In July 2023, OpenAI introduced function calling - a feature that underpins ChatGPT plugin ecosystem.
What I found particularly useful was not the capability to run external APIs and embed the responses into conversations... But the promise that new models have been tuned to return structured data:
These models have been fine-tuned to both detect when a function needs to be called (depending on the user’s input) and to respond with JSON that adheres to the function signature. Function calling allows developers to more reliably get structured data back from the model.
Previously, one had to ask the model to respond in JSON/XML/whatever, and provide schema definition somewhere in the prompt or conversation. And one has likely faced the issues with many responses not adhering to the expectation. Now there's a separate field for that in the API call and guarantees from OpenAI that the model will not reply in other formats (as long as it determines a function call is needed).
Smart validation
One of the use cases I've seen implemented in practice is the semantic validation of large forms. Instead of usual validators (checking empty fields, minimal length, or regex for emails), LLMs can now understand the meaning of the data.
By cooking a good prompt with enough explanations and clear criteria, you can have an AI-clerk doing the hard work: reviewing online submissions. In our case, that was a recognition process with people being nominated for a reward (think internal company Oscar with hundreds of submissions).
Code and Prompt
const body = JSON.stringify({
"messages": [
{
"role": "system",
"content": priming
},
{
"role": "user",
"content": descriptions
},
{
"role": "user",
"content": nominee
}
],
"functions": [
{
"name": functionName,
"description": "Sends validation results of nominee's submission and determines\
if the submission requries rework or can be marked as OK and sent for further processing",
"parameters": {
"type": "object",
"properties": {
"status": {
"type": "string",
"description": "Determines if validation is OK or not",
"enum": ["OK", "NOT-OK"]
},
"recommendations": {
"type": "string",
"description": "Empty if there're no objections and the submission has passed validation. \
Otherwise explains why validation was not passed. The result is a slightly styled text formatted \
as HTML (using paragraphs, lists, bold fonts where necessary)",
}
},
"required": ["status", "recommendations"]
}
}
],
"temperature": 0.0,
"frequency_penalty": 0,
"presence_penalty": 0,
"n": 1,
"max_tokens": 400,
"top_p": 0.95
});
This is a typical OpenAI request body for chat completion with one new field: functions
.
The idea is to pretend there is a function call to be issued and only use the parameters returned by LLM:
obj = JSON.parse(data.choices[0].message.function_call.arguments);
To steer GPT into returning a function call (in addition to having descriptions of function and params as shown above) I reinforced the requirement by adding this part to the system prompt:
Your output must be a function call with 2 fields:
• status - possible values are 'OK' (no complaints, nominee submission can go to the next step) and 'NOT-OK' (you have identified deficiencies and have recommendations)

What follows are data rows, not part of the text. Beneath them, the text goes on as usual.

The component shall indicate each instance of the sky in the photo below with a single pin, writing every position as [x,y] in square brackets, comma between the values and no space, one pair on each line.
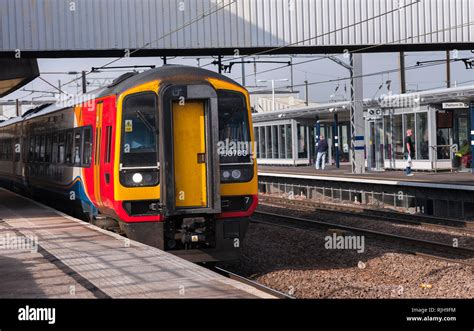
[319,72]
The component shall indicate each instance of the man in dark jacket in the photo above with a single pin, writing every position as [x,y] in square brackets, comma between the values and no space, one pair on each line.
[321,150]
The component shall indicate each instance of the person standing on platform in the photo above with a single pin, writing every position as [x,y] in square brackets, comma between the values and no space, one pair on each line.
[322,150]
[409,152]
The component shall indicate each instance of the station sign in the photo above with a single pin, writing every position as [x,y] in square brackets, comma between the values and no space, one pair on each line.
[455,105]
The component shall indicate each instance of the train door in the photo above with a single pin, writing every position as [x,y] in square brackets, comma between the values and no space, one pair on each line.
[189,147]
[375,160]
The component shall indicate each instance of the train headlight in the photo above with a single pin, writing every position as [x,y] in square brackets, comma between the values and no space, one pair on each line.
[137,178]
[236,174]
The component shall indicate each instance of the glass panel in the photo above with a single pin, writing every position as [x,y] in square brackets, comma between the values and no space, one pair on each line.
[55,148]
[289,153]
[388,137]
[275,141]
[268,141]
[139,131]
[344,143]
[234,125]
[42,148]
[256,136]
[77,147]
[398,136]
[422,146]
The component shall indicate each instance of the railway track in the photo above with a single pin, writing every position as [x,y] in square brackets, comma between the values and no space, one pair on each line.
[250,282]
[386,216]
[425,248]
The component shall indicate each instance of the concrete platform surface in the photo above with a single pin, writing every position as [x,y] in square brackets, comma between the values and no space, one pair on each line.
[47,254]
[441,180]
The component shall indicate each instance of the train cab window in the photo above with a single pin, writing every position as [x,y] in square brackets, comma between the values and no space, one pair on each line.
[42,148]
[17,150]
[69,146]
[36,157]
[31,151]
[77,146]
[108,144]
[87,146]
[234,131]
[2,151]
[140,131]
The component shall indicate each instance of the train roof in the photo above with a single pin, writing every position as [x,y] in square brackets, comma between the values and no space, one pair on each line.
[170,72]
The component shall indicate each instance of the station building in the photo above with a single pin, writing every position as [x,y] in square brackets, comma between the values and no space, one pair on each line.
[441,121]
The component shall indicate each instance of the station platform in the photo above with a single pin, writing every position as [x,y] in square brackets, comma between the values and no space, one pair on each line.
[47,254]
[439,180]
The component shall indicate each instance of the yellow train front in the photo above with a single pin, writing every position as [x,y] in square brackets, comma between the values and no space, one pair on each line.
[185,171]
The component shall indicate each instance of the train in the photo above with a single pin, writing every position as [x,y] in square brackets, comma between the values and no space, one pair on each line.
[164,156]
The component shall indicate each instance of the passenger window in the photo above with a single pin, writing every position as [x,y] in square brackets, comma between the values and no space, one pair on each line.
[234,130]
[69,146]
[42,148]
[108,144]
[47,155]
[54,152]
[87,147]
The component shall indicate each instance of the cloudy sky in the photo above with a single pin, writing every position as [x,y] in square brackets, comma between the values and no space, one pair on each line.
[320,74]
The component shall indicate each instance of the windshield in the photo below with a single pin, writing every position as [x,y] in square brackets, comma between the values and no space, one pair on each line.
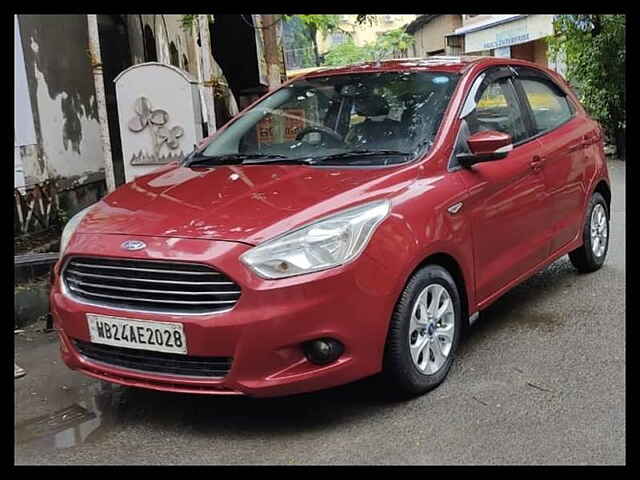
[360,119]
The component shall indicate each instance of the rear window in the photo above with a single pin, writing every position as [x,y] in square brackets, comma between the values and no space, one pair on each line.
[550,109]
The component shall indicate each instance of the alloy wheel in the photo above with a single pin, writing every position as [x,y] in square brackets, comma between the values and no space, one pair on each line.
[431,329]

• recommendations - should you have concerns regarding the submission (as instructed above) and would like to send it back for rework please provide your review results and list your arguments here.

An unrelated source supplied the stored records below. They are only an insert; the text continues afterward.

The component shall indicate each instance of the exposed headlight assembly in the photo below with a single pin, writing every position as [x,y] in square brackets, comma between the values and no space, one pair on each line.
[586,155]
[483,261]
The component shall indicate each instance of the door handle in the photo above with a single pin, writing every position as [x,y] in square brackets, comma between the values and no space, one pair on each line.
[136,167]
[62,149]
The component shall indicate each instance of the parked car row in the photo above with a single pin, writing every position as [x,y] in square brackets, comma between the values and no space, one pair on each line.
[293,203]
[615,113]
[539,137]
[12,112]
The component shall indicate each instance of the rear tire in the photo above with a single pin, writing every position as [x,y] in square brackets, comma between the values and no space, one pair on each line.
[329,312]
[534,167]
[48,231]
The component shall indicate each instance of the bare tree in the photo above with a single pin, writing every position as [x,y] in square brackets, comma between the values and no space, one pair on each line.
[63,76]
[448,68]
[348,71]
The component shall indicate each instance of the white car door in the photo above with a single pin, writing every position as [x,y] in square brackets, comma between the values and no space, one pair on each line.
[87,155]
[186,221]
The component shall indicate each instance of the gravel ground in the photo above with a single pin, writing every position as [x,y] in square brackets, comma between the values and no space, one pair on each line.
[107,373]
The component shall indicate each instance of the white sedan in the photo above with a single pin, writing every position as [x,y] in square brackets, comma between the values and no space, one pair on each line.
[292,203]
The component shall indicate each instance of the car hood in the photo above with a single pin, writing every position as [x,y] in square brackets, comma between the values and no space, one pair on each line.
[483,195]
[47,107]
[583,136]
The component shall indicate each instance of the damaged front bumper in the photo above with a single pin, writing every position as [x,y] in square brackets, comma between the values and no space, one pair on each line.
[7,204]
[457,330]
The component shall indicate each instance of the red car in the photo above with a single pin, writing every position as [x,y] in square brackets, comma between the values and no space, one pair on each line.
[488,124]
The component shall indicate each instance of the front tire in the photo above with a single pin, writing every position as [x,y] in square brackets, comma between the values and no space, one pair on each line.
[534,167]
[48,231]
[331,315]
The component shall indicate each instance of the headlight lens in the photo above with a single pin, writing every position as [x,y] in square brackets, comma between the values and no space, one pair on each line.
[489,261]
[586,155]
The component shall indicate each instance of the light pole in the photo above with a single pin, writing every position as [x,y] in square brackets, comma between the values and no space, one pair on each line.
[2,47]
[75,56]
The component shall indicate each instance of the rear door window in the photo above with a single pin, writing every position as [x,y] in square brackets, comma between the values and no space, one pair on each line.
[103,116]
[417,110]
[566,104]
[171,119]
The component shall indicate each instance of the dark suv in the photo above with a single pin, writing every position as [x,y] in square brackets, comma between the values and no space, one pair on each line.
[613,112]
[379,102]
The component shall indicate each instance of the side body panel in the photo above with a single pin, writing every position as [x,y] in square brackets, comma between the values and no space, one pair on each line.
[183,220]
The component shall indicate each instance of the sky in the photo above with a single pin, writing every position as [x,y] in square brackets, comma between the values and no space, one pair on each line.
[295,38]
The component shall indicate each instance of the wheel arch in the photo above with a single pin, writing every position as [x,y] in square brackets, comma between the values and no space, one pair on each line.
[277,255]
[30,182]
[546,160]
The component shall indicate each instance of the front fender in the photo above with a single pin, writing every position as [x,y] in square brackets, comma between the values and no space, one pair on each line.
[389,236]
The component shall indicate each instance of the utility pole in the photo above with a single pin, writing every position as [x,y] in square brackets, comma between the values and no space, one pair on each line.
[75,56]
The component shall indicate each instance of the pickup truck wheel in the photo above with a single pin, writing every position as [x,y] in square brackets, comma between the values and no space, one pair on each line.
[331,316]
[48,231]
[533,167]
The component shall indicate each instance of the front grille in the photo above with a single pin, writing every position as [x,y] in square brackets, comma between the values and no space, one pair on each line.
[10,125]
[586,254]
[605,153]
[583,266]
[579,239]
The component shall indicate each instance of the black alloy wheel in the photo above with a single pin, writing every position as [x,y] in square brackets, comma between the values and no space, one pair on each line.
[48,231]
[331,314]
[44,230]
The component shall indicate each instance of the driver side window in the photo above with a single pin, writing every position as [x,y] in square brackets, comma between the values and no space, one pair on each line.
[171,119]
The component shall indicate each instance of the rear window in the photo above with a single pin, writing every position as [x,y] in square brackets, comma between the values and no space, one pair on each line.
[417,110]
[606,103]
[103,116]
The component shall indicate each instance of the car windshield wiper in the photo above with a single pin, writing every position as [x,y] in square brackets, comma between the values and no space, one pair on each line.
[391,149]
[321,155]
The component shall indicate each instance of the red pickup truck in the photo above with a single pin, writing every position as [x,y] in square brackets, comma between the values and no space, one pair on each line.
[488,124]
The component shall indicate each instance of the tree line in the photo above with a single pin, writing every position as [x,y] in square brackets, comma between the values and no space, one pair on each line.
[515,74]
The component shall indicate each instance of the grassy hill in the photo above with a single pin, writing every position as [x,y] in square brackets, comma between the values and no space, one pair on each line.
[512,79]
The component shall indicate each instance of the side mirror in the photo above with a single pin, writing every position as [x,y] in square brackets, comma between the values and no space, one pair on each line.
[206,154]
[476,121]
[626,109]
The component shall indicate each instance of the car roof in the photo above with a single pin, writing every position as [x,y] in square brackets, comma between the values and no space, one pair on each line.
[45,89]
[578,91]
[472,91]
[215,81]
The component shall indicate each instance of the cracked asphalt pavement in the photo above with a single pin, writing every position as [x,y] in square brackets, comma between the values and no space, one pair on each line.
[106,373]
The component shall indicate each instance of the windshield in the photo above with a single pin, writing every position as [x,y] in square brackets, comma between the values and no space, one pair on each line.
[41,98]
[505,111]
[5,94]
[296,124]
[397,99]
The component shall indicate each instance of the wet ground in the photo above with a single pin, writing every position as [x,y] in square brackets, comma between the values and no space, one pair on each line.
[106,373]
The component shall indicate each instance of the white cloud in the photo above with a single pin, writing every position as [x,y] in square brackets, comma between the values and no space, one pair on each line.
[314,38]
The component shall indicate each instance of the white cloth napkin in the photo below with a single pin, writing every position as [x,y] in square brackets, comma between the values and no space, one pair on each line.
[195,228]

Also, note that you need to use a more recent version of the API when issuing the call (make sure you have ?api-version=2023-07-01-preview
in the URL).
The full sample in TypeScript is here
Results
It worked like a charm with gpt3.5 and 16k context. OpenAI always returned a valid JSON (at least while debugging, didn't check prod telemetry).

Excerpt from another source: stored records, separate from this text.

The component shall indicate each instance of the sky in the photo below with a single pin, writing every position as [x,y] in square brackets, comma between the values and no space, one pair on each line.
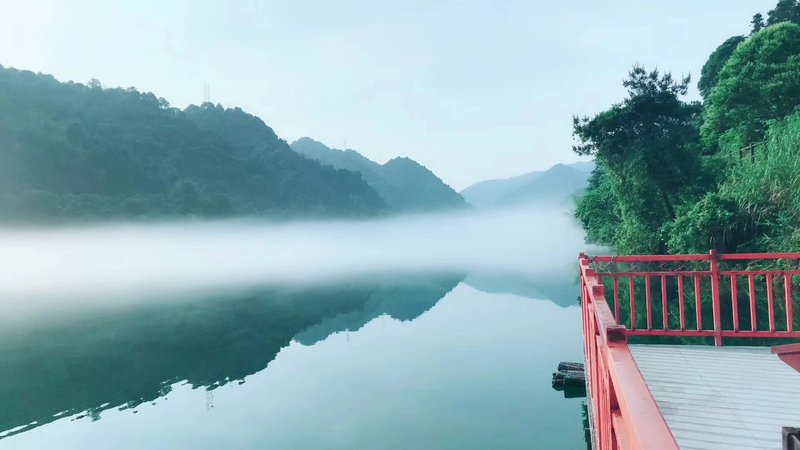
[473,90]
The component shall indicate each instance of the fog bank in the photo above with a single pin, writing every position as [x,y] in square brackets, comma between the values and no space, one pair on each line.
[124,260]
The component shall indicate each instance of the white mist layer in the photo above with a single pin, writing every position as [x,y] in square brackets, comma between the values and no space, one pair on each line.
[132,260]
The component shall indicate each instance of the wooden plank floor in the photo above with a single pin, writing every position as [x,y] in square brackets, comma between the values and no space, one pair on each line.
[721,397]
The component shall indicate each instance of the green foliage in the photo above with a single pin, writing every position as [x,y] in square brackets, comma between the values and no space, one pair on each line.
[647,145]
[597,209]
[710,72]
[69,151]
[785,11]
[757,24]
[768,191]
[759,82]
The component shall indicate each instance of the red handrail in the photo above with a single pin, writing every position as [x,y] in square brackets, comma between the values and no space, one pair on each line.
[624,414]
[726,318]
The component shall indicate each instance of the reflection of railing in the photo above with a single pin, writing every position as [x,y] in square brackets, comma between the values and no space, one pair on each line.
[624,413]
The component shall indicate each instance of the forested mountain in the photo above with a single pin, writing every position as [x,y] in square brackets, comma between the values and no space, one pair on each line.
[72,151]
[404,184]
[670,175]
[555,186]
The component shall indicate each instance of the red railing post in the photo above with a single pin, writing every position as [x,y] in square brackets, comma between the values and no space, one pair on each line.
[715,297]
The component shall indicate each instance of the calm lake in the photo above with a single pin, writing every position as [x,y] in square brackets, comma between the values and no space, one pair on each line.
[445,360]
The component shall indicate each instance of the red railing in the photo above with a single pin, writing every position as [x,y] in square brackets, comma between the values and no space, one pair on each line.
[624,414]
[777,314]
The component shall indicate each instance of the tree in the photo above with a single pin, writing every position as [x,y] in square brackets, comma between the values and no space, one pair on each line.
[785,11]
[647,145]
[759,82]
[757,23]
[709,75]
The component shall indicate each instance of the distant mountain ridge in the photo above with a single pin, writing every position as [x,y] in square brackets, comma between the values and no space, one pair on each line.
[404,184]
[552,186]
[71,152]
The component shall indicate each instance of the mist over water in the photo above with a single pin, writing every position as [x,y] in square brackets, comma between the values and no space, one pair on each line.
[80,266]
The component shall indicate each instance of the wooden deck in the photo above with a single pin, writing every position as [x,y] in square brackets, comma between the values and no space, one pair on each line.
[721,397]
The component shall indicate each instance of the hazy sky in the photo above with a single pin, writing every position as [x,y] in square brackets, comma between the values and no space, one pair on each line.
[471,89]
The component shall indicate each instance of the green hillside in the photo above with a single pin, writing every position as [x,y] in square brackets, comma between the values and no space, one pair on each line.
[404,184]
[70,151]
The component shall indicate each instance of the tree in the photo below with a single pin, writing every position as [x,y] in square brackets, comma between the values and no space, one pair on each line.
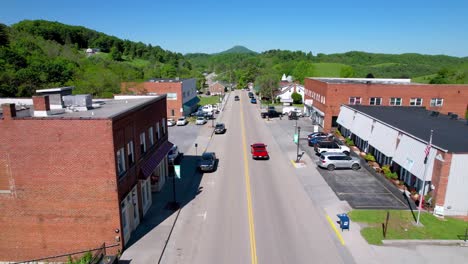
[297,98]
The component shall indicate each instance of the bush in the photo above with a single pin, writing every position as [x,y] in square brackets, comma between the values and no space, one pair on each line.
[369,157]
[349,142]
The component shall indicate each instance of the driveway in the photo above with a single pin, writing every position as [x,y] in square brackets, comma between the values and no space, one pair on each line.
[361,189]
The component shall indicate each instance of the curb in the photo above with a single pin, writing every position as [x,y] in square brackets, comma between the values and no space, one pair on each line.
[425,242]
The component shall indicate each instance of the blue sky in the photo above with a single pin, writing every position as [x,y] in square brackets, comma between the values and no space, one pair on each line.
[397,26]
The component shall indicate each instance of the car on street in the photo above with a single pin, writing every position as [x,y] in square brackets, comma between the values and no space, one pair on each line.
[331,161]
[200,120]
[259,151]
[220,128]
[207,162]
[171,122]
[182,121]
[173,154]
[331,146]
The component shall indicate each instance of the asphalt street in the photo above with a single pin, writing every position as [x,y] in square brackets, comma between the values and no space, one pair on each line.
[251,211]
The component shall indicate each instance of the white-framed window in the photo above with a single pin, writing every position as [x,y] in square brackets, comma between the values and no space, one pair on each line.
[150,135]
[142,143]
[437,101]
[120,161]
[395,101]
[355,100]
[375,101]
[158,131]
[131,152]
[416,101]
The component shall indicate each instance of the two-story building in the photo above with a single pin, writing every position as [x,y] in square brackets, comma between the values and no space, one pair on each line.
[324,96]
[74,178]
[181,94]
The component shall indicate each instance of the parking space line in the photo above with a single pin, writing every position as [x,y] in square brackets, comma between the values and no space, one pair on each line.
[335,229]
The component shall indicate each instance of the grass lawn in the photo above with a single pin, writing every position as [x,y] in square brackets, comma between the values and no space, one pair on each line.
[400,226]
[204,100]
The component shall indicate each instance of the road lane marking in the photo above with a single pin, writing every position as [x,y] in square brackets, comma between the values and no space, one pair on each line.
[253,246]
[338,234]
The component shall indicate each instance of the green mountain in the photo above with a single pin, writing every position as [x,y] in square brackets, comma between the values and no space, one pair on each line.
[239,50]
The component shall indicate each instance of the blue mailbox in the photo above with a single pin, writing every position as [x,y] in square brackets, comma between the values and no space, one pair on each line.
[344,221]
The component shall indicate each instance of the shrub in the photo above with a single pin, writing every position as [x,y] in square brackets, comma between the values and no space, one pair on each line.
[349,142]
[369,157]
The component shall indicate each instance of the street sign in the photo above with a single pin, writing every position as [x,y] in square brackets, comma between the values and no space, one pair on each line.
[177,171]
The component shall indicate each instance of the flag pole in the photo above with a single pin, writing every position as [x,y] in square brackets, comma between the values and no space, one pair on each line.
[428,149]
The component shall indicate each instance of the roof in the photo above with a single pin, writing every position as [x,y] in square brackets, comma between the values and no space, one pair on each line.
[104,109]
[363,81]
[448,134]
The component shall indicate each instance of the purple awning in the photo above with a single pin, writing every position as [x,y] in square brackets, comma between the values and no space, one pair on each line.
[152,162]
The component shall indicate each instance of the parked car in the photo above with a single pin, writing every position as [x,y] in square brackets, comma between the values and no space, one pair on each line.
[171,122]
[220,128]
[200,120]
[259,151]
[207,162]
[182,121]
[331,146]
[173,154]
[332,161]
[316,134]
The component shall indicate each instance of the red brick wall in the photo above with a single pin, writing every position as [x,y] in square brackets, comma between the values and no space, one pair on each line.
[455,96]
[159,88]
[65,195]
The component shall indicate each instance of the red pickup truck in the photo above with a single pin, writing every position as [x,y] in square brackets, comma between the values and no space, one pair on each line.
[259,151]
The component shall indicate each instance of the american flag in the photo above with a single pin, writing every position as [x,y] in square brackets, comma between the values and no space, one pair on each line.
[428,149]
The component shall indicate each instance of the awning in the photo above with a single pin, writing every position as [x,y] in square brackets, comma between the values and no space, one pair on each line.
[153,161]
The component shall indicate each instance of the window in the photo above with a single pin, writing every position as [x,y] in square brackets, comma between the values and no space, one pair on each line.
[395,101]
[121,161]
[131,153]
[375,101]
[416,101]
[437,102]
[158,134]
[150,135]
[355,100]
[142,143]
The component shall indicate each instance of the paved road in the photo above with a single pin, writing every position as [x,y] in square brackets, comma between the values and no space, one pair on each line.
[251,211]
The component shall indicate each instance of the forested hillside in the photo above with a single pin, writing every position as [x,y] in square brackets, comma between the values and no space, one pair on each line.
[41,54]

I tried both, function calling and the old "Please respond with JSON..." prompts. The latter one used to provide anomalies. Sometimes recommendations
field contained a list of JSON items instead of being free text.
Vendor lock-in
If later you decide to switch LLM provider, you might find there is no function calling capability in their model. Or the corresponding API fields are different. Free-text conversations are still more portable.
P.S.: Some time ago, I came across this repo that hints at one of the implementation techniques (besides fine-tuning) in features like function calling that enforce structured replies. Regex can be used as an intermediate filter during token generation and boost the probability of tokens following the required pattern.